GAETA – Al comune di Gaeta la campagna acquisti, come avviene nel calcio professionistico, non ha soltanto due finestre, la prima estiva, la seconda invernale terminata a fine gennaio. A meno che il calciatore da acquistare sia svincolato e non abbia rapporti o legami contrattuali con nessun’altra società. Il sindaco Cristian Leccese nei prossimi giorni deve rimpiazzare due caselle; una nella sua foltissima segreteria particolare, la seconda nell’elenco dei suoi delegati (per lo più mancati consiglieri comunali), quelli con o senza portafoglio. Il primo adempimento che dovrà ottemperare il sindaco di Gaeta riguarda la ricomposizione del suo staff di cui non farà parte più l’iperattivo Gennaro Romanelli che, sempre tra i più votati nonostante la sua giovane età, è considerato uno dei migliori marchi di fabbrica del mitranismo. Romanelli dovrà lasciare la stanza dei bottoni del palazzo di piazza XIX Maggio dopo aver vinto, pare con assoluto e pieno merito, la selezione pubblica per l’assunzione a tempo pieno ed indeterminato, di due dipendenti con il profilo professionale di “Istruttore amministrativo contabile, ex categoria C, presso “Disco Lazio”.
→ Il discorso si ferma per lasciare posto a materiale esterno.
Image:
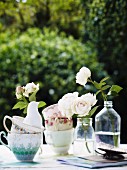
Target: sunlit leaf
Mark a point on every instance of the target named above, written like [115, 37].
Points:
[41, 104]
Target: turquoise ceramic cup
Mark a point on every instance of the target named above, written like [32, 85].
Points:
[23, 146]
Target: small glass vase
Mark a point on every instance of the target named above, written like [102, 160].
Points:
[84, 137]
[107, 126]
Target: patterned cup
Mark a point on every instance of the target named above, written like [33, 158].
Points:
[60, 141]
[24, 146]
[19, 127]
[54, 121]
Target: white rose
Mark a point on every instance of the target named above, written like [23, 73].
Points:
[18, 96]
[30, 88]
[90, 98]
[81, 106]
[19, 92]
[83, 75]
[65, 103]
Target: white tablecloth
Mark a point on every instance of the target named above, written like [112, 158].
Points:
[47, 160]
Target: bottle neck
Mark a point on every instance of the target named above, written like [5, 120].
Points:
[108, 104]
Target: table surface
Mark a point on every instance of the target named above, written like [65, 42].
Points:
[46, 160]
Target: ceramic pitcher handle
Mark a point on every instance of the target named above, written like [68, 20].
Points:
[4, 135]
[4, 120]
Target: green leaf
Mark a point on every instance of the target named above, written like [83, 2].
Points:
[32, 97]
[20, 105]
[98, 92]
[112, 93]
[106, 87]
[115, 88]
[97, 85]
[104, 79]
[41, 104]
[102, 84]
[93, 111]
[25, 110]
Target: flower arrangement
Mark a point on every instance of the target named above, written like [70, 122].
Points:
[72, 105]
[26, 94]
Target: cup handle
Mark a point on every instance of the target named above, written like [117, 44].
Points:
[49, 138]
[4, 120]
[4, 135]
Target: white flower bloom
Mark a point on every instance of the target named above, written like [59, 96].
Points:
[19, 92]
[83, 75]
[30, 88]
[65, 103]
[81, 106]
[90, 98]
[18, 96]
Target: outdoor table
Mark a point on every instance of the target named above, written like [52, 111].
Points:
[45, 160]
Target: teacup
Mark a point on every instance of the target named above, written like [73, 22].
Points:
[19, 127]
[60, 140]
[24, 146]
[54, 120]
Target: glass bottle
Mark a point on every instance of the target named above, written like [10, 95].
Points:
[107, 125]
[84, 137]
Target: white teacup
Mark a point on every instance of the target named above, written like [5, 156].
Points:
[60, 140]
[24, 146]
[19, 127]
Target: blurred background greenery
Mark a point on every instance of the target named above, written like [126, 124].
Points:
[48, 41]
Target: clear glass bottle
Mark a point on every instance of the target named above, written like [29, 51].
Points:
[107, 125]
[84, 137]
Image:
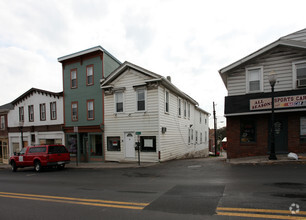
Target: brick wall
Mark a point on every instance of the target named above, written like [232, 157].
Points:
[237, 149]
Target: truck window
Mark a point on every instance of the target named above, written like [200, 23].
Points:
[37, 149]
[23, 150]
[57, 149]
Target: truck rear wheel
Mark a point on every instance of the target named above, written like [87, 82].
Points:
[37, 166]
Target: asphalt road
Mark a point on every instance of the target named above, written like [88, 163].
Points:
[185, 189]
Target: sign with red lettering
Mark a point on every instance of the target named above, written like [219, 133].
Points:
[279, 102]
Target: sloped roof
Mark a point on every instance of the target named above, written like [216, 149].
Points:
[156, 77]
[35, 90]
[6, 107]
[296, 39]
[83, 52]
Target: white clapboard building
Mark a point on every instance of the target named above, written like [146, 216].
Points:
[142, 106]
[36, 118]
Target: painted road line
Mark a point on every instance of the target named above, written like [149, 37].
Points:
[92, 202]
[259, 210]
[253, 215]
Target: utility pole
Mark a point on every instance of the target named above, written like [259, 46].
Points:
[215, 128]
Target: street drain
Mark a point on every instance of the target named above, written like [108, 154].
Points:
[291, 195]
[290, 185]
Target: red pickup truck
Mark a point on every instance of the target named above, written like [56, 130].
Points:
[40, 156]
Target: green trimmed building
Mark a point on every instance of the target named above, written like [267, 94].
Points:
[83, 101]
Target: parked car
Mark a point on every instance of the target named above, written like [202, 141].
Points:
[40, 156]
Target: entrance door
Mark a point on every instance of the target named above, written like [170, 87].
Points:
[1, 155]
[129, 145]
[281, 134]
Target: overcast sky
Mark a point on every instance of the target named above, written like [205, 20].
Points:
[188, 40]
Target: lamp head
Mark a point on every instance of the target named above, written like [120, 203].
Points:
[272, 78]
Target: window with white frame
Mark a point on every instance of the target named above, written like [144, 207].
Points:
[254, 79]
[74, 111]
[179, 101]
[119, 102]
[53, 113]
[191, 131]
[73, 79]
[90, 110]
[21, 114]
[31, 113]
[2, 122]
[299, 74]
[141, 99]
[42, 108]
[89, 75]
[185, 109]
[166, 101]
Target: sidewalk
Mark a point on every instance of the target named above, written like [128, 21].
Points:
[98, 165]
[281, 158]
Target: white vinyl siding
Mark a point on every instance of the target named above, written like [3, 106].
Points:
[280, 61]
[254, 79]
[131, 120]
[171, 144]
[298, 73]
[119, 104]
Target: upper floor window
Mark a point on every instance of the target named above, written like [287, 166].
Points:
[179, 107]
[74, 111]
[89, 75]
[299, 74]
[254, 79]
[90, 110]
[53, 110]
[31, 113]
[166, 101]
[185, 109]
[73, 79]
[119, 101]
[42, 108]
[141, 100]
[2, 122]
[21, 114]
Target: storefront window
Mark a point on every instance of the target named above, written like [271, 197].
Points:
[96, 145]
[72, 144]
[113, 143]
[248, 131]
[303, 129]
[148, 143]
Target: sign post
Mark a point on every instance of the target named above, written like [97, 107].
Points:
[138, 133]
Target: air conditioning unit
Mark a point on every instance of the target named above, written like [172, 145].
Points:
[301, 83]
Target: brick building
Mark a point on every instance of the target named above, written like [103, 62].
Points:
[248, 104]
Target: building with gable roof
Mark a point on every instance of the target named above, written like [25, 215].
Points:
[36, 117]
[248, 104]
[83, 101]
[143, 106]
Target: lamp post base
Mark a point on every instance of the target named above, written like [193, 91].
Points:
[272, 157]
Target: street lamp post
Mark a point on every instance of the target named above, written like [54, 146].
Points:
[272, 80]
[21, 132]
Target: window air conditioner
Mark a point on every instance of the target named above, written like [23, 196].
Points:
[301, 83]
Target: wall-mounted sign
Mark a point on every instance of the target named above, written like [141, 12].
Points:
[279, 102]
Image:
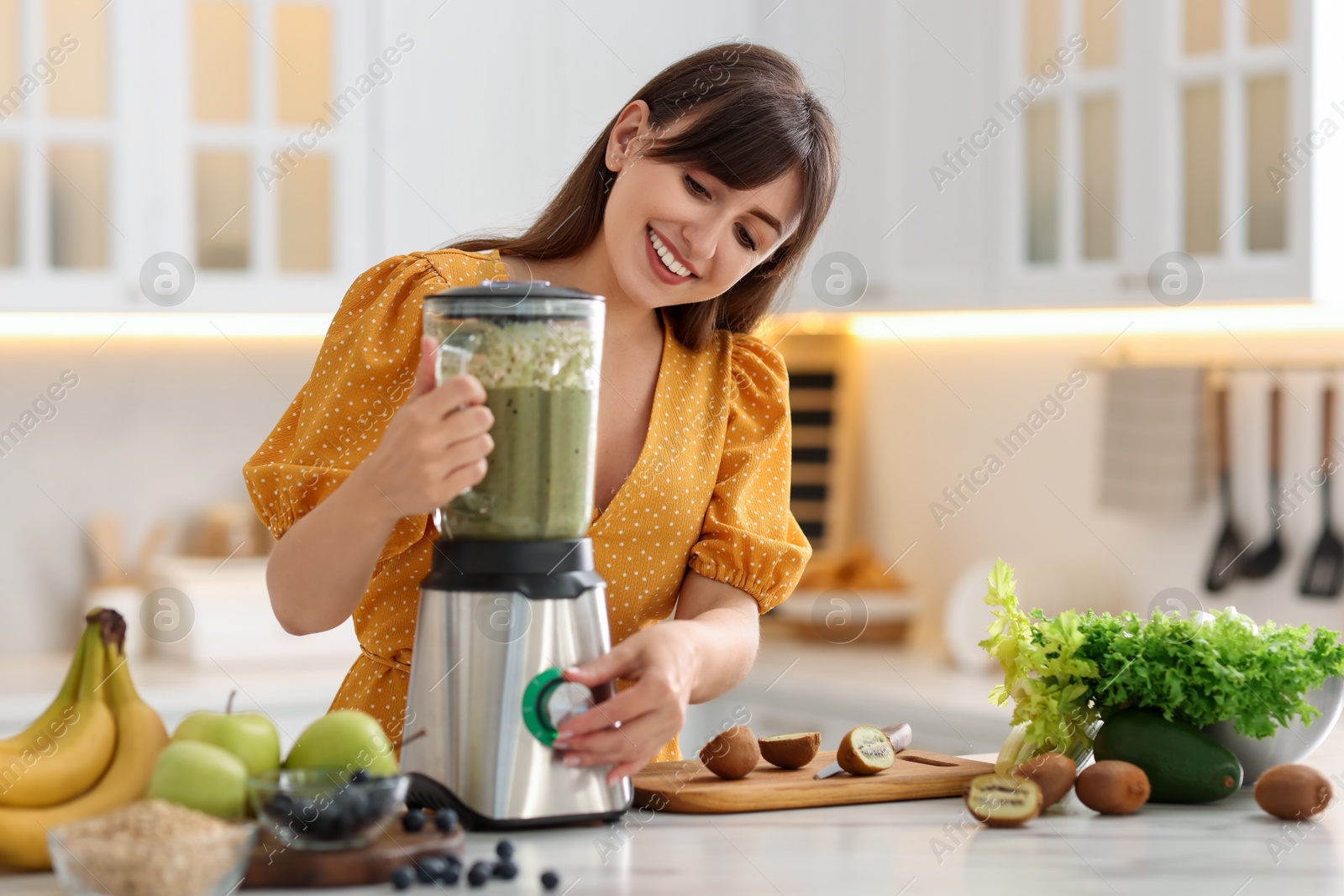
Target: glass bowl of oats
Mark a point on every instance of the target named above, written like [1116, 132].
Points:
[151, 848]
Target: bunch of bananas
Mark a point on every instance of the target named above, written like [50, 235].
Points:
[89, 752]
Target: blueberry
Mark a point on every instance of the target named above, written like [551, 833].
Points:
[355, 802]
[423, 872]
[403, 878]
[445, 820]
[479, 875]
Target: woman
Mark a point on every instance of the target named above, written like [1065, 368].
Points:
[690, 214]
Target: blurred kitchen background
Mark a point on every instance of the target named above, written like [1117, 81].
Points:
[1065, 228]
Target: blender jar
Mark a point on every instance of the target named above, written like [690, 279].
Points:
[538, 352]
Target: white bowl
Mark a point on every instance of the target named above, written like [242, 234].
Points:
[1294, 743]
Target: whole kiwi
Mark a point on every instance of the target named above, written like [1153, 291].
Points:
[790, 752]
[1112, 788]
[734, 754]
[1294, 792]
[1053, 772]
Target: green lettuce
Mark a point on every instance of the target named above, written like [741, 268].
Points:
[1068, 672]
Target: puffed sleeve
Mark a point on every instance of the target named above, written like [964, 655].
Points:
[749, 537]
[363, 374]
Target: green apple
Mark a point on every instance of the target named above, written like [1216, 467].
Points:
[344, 739]
[201, 777]
[248, 735]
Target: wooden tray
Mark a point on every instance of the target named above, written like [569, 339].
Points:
[273, 866]
[685, 786]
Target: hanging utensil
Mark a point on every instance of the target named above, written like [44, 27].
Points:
[1225, 564]
[1263, 562]
[1324, 573]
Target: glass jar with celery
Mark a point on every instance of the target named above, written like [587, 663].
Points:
[1066, 673]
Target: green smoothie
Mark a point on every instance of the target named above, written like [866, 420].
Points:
[539, 385]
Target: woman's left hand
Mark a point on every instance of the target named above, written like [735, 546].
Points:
[628, 730]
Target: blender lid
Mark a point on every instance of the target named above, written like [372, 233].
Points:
[514, 291]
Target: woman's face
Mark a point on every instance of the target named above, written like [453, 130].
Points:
[674, 234]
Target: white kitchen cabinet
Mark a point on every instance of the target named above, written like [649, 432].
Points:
[139, 143]
[1001, 183]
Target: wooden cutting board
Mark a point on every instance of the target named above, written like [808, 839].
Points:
[273, 866]
[687, 786]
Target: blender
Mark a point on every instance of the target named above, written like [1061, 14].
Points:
[512, 595]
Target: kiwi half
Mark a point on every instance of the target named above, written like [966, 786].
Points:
[790, 752]
[866, 752]
[1001, 801]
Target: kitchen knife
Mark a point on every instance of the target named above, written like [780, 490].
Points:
[900, 735]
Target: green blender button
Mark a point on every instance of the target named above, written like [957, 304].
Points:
[534, 711]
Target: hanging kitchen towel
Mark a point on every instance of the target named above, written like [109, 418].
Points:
[1153, 439]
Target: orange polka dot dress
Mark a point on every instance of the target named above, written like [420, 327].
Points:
[710, 490]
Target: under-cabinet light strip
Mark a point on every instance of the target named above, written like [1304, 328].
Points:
[161, 324]
[1100, 322]
[906, 325]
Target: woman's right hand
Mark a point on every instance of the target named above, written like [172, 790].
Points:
[434, 445]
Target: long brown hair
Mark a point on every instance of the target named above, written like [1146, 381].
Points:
[752, 120]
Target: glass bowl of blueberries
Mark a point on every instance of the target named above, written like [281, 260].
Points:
[326, 809]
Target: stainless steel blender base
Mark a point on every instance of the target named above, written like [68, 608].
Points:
[475, 656]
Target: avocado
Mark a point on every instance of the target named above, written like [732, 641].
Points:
[1183, 763]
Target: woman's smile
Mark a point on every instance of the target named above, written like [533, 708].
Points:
[665, 261]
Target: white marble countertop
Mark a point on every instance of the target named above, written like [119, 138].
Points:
[898, 849]
[921, 848]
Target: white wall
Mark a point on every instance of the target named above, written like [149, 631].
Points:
[920, 437]
[154, 430]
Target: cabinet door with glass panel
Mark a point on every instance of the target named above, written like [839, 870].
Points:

Si tratta di un ente di recente costituzione che con ha nulla a che fare con la musica e, nello specifico, con quella dance, da ballare in discoteca. “Disco Lazio” è qualcosa di più serio che, di fatto, ha sostituito l’Idisu, sempre molto influente a Roma per la gestione delle mense e degli studentati universitari come quello mitico in via Cesare de Lollis, nel quartiere di San Lorenzo. “Disco Lazio” è un ente di derivazione regionale che non fa altro quello di cui si occupava l’Idisu, soprattutto nella gestione dei rapporti con gli studenti universitari fuori sede: garantisce – da qui l’acronimo – “il diritto allo studio e alla conoscenza”. Si tratta di un ente gestito politicamente dall’assessorato regionale alla scuola, formazione ed università guidato dall’ex sindaco di San Felice Circeo, Pino Schiboni, di Forza Italia come il sindaco di Gaeta Leccese di cui Romanelli è stato sinora il numero due della sua segreteria particolare e, nonostante un’apparente incompatibilità, delegato alla cultura. Il suo generoso attivismo Romanelli l’ha messo in mostra (dimenticandosi a volta di avere un orologio al polso), contribuendo a preparare la fallimentare candidatura del comune a capitale italiana della cultura e quella appena presentata per fregiarsi del titolo di capitale italiana del mare 2026.

Il sindaco Leccese sa di aver perso un bravo e generoso collaboratore. Romanelli l’ha dimostrato partecipando ad una selezione i cui concorrenti sono stati quelli, 158, che hanno avuto la fortuna politica di conoscere della pubblicazione e dell’esistenza. A superare la selezione, oltre al gaetano Romanelli, è stata anche Alessia De Ascentiis che ha provato in tutti i modi di avere la meglio sul delegato alla cultura del Comune di Gaeta. Romanelli si è piazzato primo con 54 punti, la somma dei 25 punti ottenuti al termine della prova scritta e di ben 29 punti conquistati all’orale. La De Ascentis aveva conquistato 24 punti allo scritto e ben 29,5 punti all’orale ma il punto in più riconosciuto a Romanelli al termine dello scritto gli ha permesso di classificarsi primo dopo anni di generoso servizio nelle segreterie particolari dei sindaci Mitrano e Leccese. In effetti la dottoressa De Ascentiis si è classificata seconda ex aequo con un altro candidato ma la differenza l’hanno fatta i titoli presentati. Questo concorso è stato deciso all’orale ma la prova scritta ha fatto comunque la sua differenza: il quinto classificato nella graduatoria finale, per esempio, all’orale aveva fatto meglio di Romanelli e della Ascentiis (meritandosi 30 punti) ma i soli 22 punti dello scritto hanno condizionato, alla distanza, la sua performance che un elemento, positivo, l’ha veicolato: a Gaeta c’è ora un giovane precario in meno. Mica poco.